Today many baked goods came out of the brick oven that Sarah Witherell and Evelina shared. It was getting to be pie season, so Evelina made squash and apple pies, along with more usual fare like brown bread and cake. Special on the menu was seed cake, something that Evelina hasn’t mentioned baking before.  She probably used caraway seeds from some roots she “set out” last April.

Next door Helen Angier Ames, briefly home from boarding school, met with the family’s favorite dressmaker, Julia Mahoney. Only fourteen, Helen was having a silk dress made; perhaps it was a party dress she might use in Boston. Helping Helen and her mother, Sarah Lothrop Ames, was Sarah’s young sister-in-law, Elizabeth Howard Lothrop. Only 22-years-old, Elizabeth was the mother of two very young sons and the recent widow of Sarah’s brother Clinton.

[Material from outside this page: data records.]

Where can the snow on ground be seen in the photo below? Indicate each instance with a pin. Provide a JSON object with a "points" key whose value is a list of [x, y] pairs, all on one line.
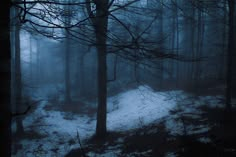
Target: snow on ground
{"points": [[126, 111]]}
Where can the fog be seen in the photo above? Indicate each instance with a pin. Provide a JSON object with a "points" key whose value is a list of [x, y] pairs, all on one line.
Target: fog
{"points": [[112, 77]]}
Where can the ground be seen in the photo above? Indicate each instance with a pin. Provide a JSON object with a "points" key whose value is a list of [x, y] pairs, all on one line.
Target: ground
{"points": [[141, 122]]}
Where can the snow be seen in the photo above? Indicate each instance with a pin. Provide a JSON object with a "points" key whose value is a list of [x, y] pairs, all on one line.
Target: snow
{"points": [[144, 106], [126, 111]]}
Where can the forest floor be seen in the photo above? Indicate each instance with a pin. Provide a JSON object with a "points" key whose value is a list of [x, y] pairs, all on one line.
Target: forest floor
{"points": [[141, 122]]}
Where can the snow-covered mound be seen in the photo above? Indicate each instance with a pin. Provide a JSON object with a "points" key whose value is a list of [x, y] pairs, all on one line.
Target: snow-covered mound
{"points": [[138, 107], [129, 110]]}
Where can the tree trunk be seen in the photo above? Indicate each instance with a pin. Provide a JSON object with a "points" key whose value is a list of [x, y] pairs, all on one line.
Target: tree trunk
{"points": [[67, 70], [101, 30], [5, 80], [231, 42], [18, 79]]}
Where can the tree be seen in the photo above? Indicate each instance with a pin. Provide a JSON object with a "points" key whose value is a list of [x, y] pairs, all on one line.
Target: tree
{"points": [[100, 23], [18, 77], [230, 53], [5, 80]]}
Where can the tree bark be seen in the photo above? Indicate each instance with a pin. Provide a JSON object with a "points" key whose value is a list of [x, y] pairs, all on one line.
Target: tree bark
{"points": [[101, 30], [231, 42], [5, 80], [18, 79]]}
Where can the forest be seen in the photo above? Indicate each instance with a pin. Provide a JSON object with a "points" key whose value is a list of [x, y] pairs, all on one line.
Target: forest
{"points": [[118, 78]]}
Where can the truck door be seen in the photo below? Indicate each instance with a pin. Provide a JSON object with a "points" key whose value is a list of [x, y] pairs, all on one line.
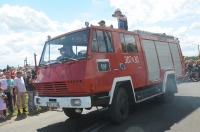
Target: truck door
{"points": [[104, 60], [130, 58]]}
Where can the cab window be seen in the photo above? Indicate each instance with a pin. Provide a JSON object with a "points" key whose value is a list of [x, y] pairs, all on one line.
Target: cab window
{"points": [[128, 43], [102, 41]]}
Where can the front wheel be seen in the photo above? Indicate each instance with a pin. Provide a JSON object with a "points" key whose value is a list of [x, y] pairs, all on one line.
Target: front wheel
{"points": [[119, 108], [70, 112]]}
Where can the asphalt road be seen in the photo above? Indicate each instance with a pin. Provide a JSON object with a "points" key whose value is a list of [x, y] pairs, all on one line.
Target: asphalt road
{"points": [[182, 115]]}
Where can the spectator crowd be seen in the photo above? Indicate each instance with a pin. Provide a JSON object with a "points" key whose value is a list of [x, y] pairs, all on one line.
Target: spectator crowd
{"points": [[15, 84]]}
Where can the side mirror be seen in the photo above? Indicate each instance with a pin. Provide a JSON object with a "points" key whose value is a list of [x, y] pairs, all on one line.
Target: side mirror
{"points": [[94, 45]]}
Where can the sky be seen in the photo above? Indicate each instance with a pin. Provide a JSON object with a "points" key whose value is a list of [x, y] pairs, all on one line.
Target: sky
{"points": [[25, 24]]}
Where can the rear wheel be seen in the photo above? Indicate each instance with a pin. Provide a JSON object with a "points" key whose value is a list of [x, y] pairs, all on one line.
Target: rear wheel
{"points": [[119, 108], [70, 112], [168, 96]]}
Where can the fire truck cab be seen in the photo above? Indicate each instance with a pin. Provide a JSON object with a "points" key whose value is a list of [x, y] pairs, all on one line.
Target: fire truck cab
{"points": [[102, 66]]}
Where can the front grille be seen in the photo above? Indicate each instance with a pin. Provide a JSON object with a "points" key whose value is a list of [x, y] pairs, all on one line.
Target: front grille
{"points": [[52, 88]]}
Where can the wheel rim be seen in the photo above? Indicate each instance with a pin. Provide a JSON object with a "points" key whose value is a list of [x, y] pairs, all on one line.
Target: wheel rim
{"points": [[123, 106]]}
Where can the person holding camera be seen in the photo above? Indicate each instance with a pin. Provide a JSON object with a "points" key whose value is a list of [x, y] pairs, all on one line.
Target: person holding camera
{"points": [[3, 96], [122, 19]]}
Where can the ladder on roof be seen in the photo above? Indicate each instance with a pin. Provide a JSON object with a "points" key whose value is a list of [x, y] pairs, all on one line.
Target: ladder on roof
{"points": [[154, 34]]}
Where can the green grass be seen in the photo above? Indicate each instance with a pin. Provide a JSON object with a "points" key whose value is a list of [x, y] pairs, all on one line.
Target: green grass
{"points": [[21, 109]]}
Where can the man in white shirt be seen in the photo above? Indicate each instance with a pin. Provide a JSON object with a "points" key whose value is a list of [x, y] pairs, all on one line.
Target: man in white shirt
{"points": [[20, 90]]}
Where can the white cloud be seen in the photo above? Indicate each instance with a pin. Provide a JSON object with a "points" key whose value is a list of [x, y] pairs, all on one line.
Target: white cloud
{"points": [[177, 17], [24, 31]]}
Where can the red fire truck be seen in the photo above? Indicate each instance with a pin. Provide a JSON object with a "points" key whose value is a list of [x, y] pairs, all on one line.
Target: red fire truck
{"points": [[112, 68]]}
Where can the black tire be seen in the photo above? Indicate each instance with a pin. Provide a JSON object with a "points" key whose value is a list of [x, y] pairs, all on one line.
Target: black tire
{"points": [[70, 112], [119, 109], [168, 96]]}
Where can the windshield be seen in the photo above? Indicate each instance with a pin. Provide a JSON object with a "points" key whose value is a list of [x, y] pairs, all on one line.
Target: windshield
{"points": [[70, 47]]}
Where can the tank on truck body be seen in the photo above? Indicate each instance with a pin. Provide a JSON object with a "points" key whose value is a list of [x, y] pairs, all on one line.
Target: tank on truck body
{"points": [[99, 66]]}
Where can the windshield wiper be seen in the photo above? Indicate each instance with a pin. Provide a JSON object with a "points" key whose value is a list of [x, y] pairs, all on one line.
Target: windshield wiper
{"points": [[68, 59], [55, 62]]}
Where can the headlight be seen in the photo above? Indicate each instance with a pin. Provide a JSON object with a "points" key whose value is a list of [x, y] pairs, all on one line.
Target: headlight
{"points": [[38, 100], [75, 102]]}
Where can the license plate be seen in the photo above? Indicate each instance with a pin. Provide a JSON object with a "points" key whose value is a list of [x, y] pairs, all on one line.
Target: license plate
{"points": [[52, 104]]}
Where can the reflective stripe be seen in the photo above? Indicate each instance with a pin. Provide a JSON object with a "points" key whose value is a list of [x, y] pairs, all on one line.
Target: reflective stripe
{"points": [[64, 101]]}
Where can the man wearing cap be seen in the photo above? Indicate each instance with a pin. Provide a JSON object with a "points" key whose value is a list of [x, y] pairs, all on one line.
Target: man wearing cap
{"points": [[122, 19], [102, 23], [31, 92]]}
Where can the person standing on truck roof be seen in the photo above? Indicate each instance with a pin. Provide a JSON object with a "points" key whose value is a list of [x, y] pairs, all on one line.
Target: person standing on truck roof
{"points": [[20, 90], [102, 23], [122, 19]]}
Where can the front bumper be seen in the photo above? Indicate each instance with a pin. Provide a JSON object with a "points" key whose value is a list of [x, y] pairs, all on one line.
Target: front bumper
{"points": [[64, 102]]}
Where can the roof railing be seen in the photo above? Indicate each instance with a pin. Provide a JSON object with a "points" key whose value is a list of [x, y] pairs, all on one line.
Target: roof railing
{"points": [[155, 34]]}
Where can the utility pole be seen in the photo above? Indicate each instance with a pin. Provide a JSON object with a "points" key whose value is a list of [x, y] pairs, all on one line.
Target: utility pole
{"points": [[199, 51], [25, 62]]}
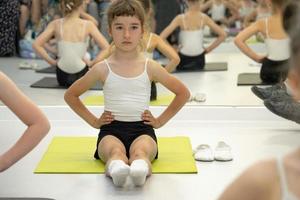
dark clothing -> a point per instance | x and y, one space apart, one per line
190 63
66 79
126 132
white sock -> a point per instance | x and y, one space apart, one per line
288 89
118 170
139 170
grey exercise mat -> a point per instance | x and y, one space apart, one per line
216 66
24 198
250 79
51 82
48 70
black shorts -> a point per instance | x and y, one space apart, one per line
65 79
126 132
190 63
273 72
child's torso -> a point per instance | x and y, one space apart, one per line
72 45
127 97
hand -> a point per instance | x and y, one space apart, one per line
260 58
106 118
3 164
148 118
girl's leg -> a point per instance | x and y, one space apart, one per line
36 10
112 151
24 16
142 151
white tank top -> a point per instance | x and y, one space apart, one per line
218 12
127 98
286 194
147 53
191 41
71 53
278 49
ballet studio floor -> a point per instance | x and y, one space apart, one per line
230 113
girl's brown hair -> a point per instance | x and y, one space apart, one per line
149 11
68 6
125 8
278 4
291 18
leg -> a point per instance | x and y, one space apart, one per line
142 151
112 151
36 9
24 16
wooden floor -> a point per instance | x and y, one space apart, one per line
231 114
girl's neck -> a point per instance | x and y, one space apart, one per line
126 55
194 7
74 14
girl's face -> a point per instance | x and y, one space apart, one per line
126 32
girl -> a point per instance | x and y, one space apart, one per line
275 178
191 51
261 12
127 142
218 10
274 69
72 35
36 122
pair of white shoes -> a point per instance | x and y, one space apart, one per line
119 171
27 65
198 97
222 152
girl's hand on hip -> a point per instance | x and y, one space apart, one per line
148 118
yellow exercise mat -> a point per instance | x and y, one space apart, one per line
98 100
74 155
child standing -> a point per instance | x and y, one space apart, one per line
274 65
36 122
72 34
191 50
127 142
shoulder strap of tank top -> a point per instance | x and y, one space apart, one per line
149 41
146 65
84 30
183 21
61 28
202 19
106 62
282 177
267 27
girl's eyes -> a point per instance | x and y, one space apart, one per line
131 27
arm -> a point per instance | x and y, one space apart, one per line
207 5
217 29
79 87
86 16
170 28
167 51
240 41
253 184
181 92
41 41
101 41
249 18
36 122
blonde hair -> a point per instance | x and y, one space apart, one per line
68 6
149 11
125 8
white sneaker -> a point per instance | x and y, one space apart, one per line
199 97
25 65
223 152
204 153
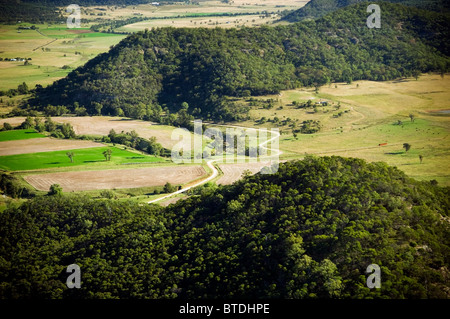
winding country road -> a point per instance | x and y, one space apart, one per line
215 172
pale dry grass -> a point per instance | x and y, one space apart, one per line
110 179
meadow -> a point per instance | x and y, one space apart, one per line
374 110
50 48
15 135
87 157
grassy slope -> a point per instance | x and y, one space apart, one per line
374 109
15 135
89 156
46 66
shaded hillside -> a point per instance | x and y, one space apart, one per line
163 67
308 231
318 8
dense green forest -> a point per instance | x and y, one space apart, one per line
318 8
163 68
308 231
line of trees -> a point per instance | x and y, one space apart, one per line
148 75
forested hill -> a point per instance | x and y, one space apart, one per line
308 231
318 8
168 66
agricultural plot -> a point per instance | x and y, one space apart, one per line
373 114
110 179
101 125
87 156
14 135
38 145
54 51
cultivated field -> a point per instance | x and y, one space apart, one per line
110 179
45 144
101 125
14 135
92 156
50 49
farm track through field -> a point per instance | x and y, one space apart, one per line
215 172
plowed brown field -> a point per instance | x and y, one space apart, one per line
117 178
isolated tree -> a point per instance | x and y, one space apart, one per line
7 126
28 123
107 154
55 189
169 188
22 88
70 156
406 146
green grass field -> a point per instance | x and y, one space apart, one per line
15 135
87 157
49 49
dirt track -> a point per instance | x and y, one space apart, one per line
123 178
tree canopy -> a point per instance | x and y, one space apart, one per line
308 231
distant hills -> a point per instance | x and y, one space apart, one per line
318 8
149 71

Old Oliver had to be pleased with life at this particular time. Only the day before, “Mr Phillips finisht his work at the great pond,” meaning that the new flume at Great Pond was in place. This was a good achievement for the shovel business which relied on water power to run the factory. Old Oliver was still active in the business he had started and passed on to his sons, yet never took his eye off of the family farm, either. Today he “bought 12 pigs that weighd 1330 pound at 6 ½ cents a lb average weight 112 pounds – cost $86:45.” He would raise those pigs, eventually selling some and slaughtering others to feed his large family. The factory and the farm continued to engage Old Oliver as he grew old.

 

 

 

April 1, 1851

Swine

1851

April fool day  Have had some sport this morning

with Mrs Witherell, Mrs Ames & Orinthia, making

April fool of them,  Jane heard something at

Mr Bartletts yesterday, which has made her cry

& about sick so that she had to go to bed.  Susan has

begun to work on card board that Mrs S Ames got at

N Bridgewater yesterday  Orinthia, Susan & self passed the 

afternoon at Mr Torreys  Weather Pleasant

April Fool’s Day is a holiday of uncertain parentage, in part because the very nature of the day has generated multiple false versions of its origin. The most credible genesis dates back to Roman times and the festival, Hilaria, which, in simplest terms, honored the vernal equinox. The departure of winter and the arrival of spring was cause for celebration and spirited fun.

Although Evelina may have had little interest in the history of April Fool’s Day, she loved the practice of it.  After a winter of icy weather, muddy roads, illness and sewing, sewing, sewing, the innocent levity of a practical joke or two delighted her. She did have a sense of humor. Whether the relatives and friends she played tricks on enjoyed the day with equal humor remains unknown. Her sisters-in-law, Sarah Witherell and Sarah Ames, may have known her well enough to expect a joke from her on this day.

No April Fool’s nonsense for Old Oliver, however. Ever the farmer, he practiced his own rite of spring with the slaughter of pigs:

“4 shoats kild to day and the 4 weighd 1205 pound  I sold them for 7 1/2 cents a pound.”

No laughing today for Jane McHanna, either. She was distressed and “about sick” over something she heard the previous evening. She took to her bed, most likely leaving Evelina to prepare evening tea.

What was the card board project that little Susie Ames began today?  Any idea, readers?